Tactical Weapons Firearms

The rise, fall and resurgence of the battle rifle

The adoption of the intermediate 5.56x45mm NATO cartridge caused a decline in the battle rifle's popularity during the late 20th century.
Miguel Ortiz Avatar

(U.S. Army)

While not a doctrinal term, battle rifle is used to differentiate a service rifle chambered in a full-power cartridge from service rifles chambered in a smaller, intermediate cartridge. The battle rifle arguably first saw general issue during WWII with the U.S. M1 Garand, Soviet SVT-40 and German Gewehr 41 and 43. During the Cold War, the battle rifle saw widespread adoption with NATO’s adoption of the full-power 7.62x51mm cartridge as well as the M14 and FAL rifles. The adoption of the intermediate 5.56x45mm NATO cartridge caused a decline in the battle rifle’s popularity during the late 20th century. However, in the 21st century, it has seen a resurgence with militaries returning to more powerful rifle cartridges.

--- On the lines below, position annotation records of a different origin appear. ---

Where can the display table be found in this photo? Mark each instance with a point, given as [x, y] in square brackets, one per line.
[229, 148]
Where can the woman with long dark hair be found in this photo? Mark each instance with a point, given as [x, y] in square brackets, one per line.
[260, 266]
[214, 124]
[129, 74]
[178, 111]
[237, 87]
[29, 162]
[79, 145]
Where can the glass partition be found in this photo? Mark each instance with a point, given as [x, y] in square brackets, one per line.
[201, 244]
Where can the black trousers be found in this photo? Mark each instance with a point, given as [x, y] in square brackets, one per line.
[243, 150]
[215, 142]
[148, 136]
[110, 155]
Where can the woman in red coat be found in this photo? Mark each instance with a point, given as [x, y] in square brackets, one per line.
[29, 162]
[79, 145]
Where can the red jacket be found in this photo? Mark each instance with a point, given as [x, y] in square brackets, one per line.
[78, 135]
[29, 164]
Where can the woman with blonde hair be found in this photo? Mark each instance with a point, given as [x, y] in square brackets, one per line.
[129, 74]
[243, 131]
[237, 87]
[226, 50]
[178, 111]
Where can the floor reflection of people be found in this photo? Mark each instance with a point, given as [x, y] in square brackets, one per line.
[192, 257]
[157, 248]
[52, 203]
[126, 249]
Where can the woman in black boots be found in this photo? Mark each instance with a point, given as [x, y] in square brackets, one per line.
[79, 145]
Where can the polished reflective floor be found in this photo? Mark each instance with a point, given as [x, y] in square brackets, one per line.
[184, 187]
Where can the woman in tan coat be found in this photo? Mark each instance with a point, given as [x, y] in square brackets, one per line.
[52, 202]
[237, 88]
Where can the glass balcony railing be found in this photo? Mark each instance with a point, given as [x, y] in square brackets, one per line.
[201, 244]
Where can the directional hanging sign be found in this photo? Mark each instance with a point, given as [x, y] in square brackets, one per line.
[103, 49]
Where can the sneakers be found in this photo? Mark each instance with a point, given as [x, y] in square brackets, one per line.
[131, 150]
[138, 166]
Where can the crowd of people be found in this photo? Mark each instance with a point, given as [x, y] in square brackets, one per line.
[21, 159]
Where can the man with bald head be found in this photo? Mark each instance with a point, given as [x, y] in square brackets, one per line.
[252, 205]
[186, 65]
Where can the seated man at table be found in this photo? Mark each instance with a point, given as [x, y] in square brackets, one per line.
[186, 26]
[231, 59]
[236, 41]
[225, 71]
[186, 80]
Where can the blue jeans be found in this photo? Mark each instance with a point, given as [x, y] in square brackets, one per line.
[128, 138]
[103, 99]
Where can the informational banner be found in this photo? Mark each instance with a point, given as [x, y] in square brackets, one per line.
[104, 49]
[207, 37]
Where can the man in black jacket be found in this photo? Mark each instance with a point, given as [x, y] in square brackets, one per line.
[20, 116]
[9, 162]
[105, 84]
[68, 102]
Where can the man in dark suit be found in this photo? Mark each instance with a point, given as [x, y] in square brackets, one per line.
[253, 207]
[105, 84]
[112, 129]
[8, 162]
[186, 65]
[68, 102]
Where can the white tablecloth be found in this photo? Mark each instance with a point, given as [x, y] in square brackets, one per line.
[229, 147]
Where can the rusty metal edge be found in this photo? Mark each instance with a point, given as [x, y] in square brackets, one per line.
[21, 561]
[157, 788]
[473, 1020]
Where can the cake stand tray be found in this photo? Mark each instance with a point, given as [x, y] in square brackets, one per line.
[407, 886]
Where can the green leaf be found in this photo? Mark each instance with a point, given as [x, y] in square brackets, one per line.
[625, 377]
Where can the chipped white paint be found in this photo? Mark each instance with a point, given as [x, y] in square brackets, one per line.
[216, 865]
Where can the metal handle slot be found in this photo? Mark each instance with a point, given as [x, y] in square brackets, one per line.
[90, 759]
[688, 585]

The FAL saw such widespread adoption that it was nicknamed the “Right Arm of the Free World” (U.S. Navy)

After WWII, the Soviet Union adopted the AK-47 (later modernized as the AKM), chambered in the intermediate 7.62x39mm cartridge, as its standard service weapon. Classified as an assault rifle, the AK platform was lighter than previous service rifles and gave communist soldiers the ability to employ higher rates of fire while also carrying more ammunition. Meanwhile, the FAL adopted by most NATO nations was longer than the AK and fired the heavier-hitting 7.62mm NATO round. The larger NATO cartridge allowed for only 20-round magazines versus the AK’s 30. This also applied to the M14, which the U.S. adopted instead of the FAL, which fired the 7.62mm NATO round.

The M16 allowed troops to carry more ammo and deliver a greater volume of fire (U.S. Army)

During the early stages of the Vietnam War, the U.S. realized the disadvantage that the M14 put its troops at against communist troops armed with AKs. While the 7.62mm NATO was more powerful and more effective at longer range, the intermediate 7.62x39mm round of the AK could be fired faster and allowed its users to achieve fire superiority in the close-range jungle fighting of Vietnam. This led to America’s adoption of the M16 and its intermediate .223 Remington cartridge, later standardized by the NATO as 5.56x45mm.

battle rifle vs assault rifle
Battle rifles remained in limited service alongside assault rifles, especially with rear echelon and training units (Bundeswehr)

In the late 20th century, with NATO’s adoption of an intermediate cartridge, the battle rifle quickly fell out of favor. Countries with enough money swapped out their 7.62mm NATO FALs, M14s and G3s for 5.56mm NATO M16s, AUGs and G36s. Lighter and more versatile, assault rifles became the service weapon of choice for most major militaries. Some countries, like Sweden and Norway, kept their battle rifles in use with their Home Guard while regular infantry units transitioned to assault rifles.

m110 and m14 battle rifle
An M110 (foreground) and M14 (background) in service in Afghanistan (U.S. Army)

In the 21st century, especially during the Global War on Terror, the limitations of the assault rifle and its intermediate cartridge were highlighted. Lacking the long-range stopping power and accuracy of full-power rifles, assault rifles were augmented with marksman rifles like accurized M14s and the M110, both chambered in 7.62mm NATO. Especially in mountainous terrain, full-power rifle cartridges can be a better choice for infantry over weaker intermediate cartridges. In 2021, the Indian military purchased over 140,000 7.62mm NATO battle rifles from SIG Sauer. With the second-largest military in the world, after China, India’s heavy investment in a full-power service rifle marked a significant resurgence for the type.

xm7 battle rifle
The XM7, with its full-power rifle cartridge, represents a return to the battle rifle (U.S. Army)

In 2022, the U.S. Army awarded SIG Sauer the contract for its Next Generation Squad Weapon. Chambered in the full-power 6.8x51mm Fury cartridge, the XM7 and XM250 are slated to replace the M4 carbine and M249 light machine gun, both chambered in 5.56mm NATO. With similar dimensions to 7.62mm NATO, 6.8 Fury represents a return to the battle rifle for the world’s most powerful military. The XM7 even feeds from a standard capacity 20-round magazine and weighs over 10 pounds loaded and equipped with its suppressor. Long-range engagements in Afghanistan and the increased adoption of body armor are cited as reasons for the adoption of a rifle chambered in a full-power rifle round. Time will tell if their militaries will follow this trend.